Presseschau vom 29.09.2014

Lenins Rache, Ausschreitungen in Charkow und vermuteter Organhandel durch Kiewer Todesschwadronen


Quellen: Itar-Tass, Interfax, Ria Novosti, rusvesna.su, voicesevas.ru, hinzu kommen Informationen der Seiten „Novorossia“ sowie „dnr-news“ und „novorosinform“.   Zur besseren Unterscheidung der Herkunft der Meldungen sind Nachrichtenquellen aus den neuen ostukrainischen Volksrepubliken in Rot (Portal Novorossia, dnr-news, novorosinform) gekennzeichnet. Die Übersetzung russischer Medien erfolgt in schwarzer Farbe.


 

Vormittags:

Novorosinform.org: Der stürzende Lenin schlug einen ukrainischen Nationalisten in Charkow ein Auge aus. Beim Herabreißen des Denkmals riss ein Seil, das an der Fgur angebracht worden war, und verletzte einen Aktivisten am Auge. Die Polizei hatte Anweisung dafür zu sorgen, dass niemand der Teilnehmer zu Schaden kommt.

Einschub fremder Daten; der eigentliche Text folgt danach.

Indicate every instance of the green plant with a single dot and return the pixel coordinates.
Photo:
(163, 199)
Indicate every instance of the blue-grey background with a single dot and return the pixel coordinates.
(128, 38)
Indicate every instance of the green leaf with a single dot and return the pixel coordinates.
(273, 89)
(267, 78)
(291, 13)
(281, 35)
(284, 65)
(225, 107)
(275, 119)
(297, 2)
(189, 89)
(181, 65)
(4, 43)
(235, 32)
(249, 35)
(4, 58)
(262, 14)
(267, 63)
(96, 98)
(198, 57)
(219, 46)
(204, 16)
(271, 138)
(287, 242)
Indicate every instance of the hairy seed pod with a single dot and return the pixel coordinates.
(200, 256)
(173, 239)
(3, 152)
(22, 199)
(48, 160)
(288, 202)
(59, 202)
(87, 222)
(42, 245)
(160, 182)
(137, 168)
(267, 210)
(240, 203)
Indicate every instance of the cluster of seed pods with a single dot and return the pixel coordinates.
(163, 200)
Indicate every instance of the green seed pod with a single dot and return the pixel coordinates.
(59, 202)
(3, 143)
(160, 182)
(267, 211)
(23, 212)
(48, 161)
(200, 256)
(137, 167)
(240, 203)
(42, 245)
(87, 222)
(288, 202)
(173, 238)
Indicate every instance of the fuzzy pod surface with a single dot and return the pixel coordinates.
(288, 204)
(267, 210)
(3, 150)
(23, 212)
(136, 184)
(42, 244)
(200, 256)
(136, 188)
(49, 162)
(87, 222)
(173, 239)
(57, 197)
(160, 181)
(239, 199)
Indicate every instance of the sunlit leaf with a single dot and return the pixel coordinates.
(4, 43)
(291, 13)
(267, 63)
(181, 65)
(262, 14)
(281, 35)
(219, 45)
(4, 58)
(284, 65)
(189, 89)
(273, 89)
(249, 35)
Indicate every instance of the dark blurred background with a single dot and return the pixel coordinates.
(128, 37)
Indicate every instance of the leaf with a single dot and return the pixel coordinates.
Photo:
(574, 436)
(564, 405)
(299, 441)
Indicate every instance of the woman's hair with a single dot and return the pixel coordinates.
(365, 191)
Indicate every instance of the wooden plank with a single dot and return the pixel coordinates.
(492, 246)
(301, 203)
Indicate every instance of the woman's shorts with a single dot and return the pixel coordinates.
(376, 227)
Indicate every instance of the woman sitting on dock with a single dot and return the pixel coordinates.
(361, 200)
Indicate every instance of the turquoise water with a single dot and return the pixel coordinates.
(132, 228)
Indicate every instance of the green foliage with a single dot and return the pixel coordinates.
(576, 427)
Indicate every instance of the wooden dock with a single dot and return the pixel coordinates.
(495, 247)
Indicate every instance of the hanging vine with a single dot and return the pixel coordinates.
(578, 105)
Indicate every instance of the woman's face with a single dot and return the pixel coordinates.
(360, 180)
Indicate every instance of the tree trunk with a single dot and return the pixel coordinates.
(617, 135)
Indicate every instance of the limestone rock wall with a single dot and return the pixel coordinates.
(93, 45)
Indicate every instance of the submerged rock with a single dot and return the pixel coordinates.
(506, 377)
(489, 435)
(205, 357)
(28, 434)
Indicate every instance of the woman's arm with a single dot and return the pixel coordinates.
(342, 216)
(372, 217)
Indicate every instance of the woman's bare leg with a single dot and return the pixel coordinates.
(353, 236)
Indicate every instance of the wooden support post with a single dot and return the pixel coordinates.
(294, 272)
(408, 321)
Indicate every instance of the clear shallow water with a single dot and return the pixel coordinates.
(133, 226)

RIA.de: Bei einem Artilleriebeschuss von Donezk durch die ukrainische Armee am Sonntag sind sechs zivile Einwohner getötet und weitere 18 verletzt worden, wie ein Vertreter des Verteidigungsministeriums der selbsterklärten Donezker Volksrepublik (DVR) RIA Novosti mitteilte. Zuvor hatte der Stadtrat mitgeteilt, dass Geschosse zwei Transformatorenunterwerke des Werkes „Totschmasch“ im Norden von Donezk beschädigt hätten. Die Situation in der Stadt sei äußerst angespannt. „Die ukrainische Artillerie hat den ganzen Sonntag Wohnviertel, insbesondere den Stadtbezirk Kiewski von Donezk, beschossen“, sagte der Gesprächspartner der Nachrichtenagentur. „Bei dem Beschuss kamen sechs zivile Einwohner ums Leben und weitere 18 erlitten Verletzungen. Es wurden einige Wohnhäuser zerstört. Es ereignete sich ein großer Brand im Werk ‚Totschmasch“, so der DVR-Vertreter. Seinen Worten nach sind auch drei Volkswehr-Milizen von Donezk ums Leben gekommen.

Novorossia.su: In Donezk eröffnete das Puppentheater die neue Theatersaison, ungeachtet der Angriffe der ukrainischen Armee.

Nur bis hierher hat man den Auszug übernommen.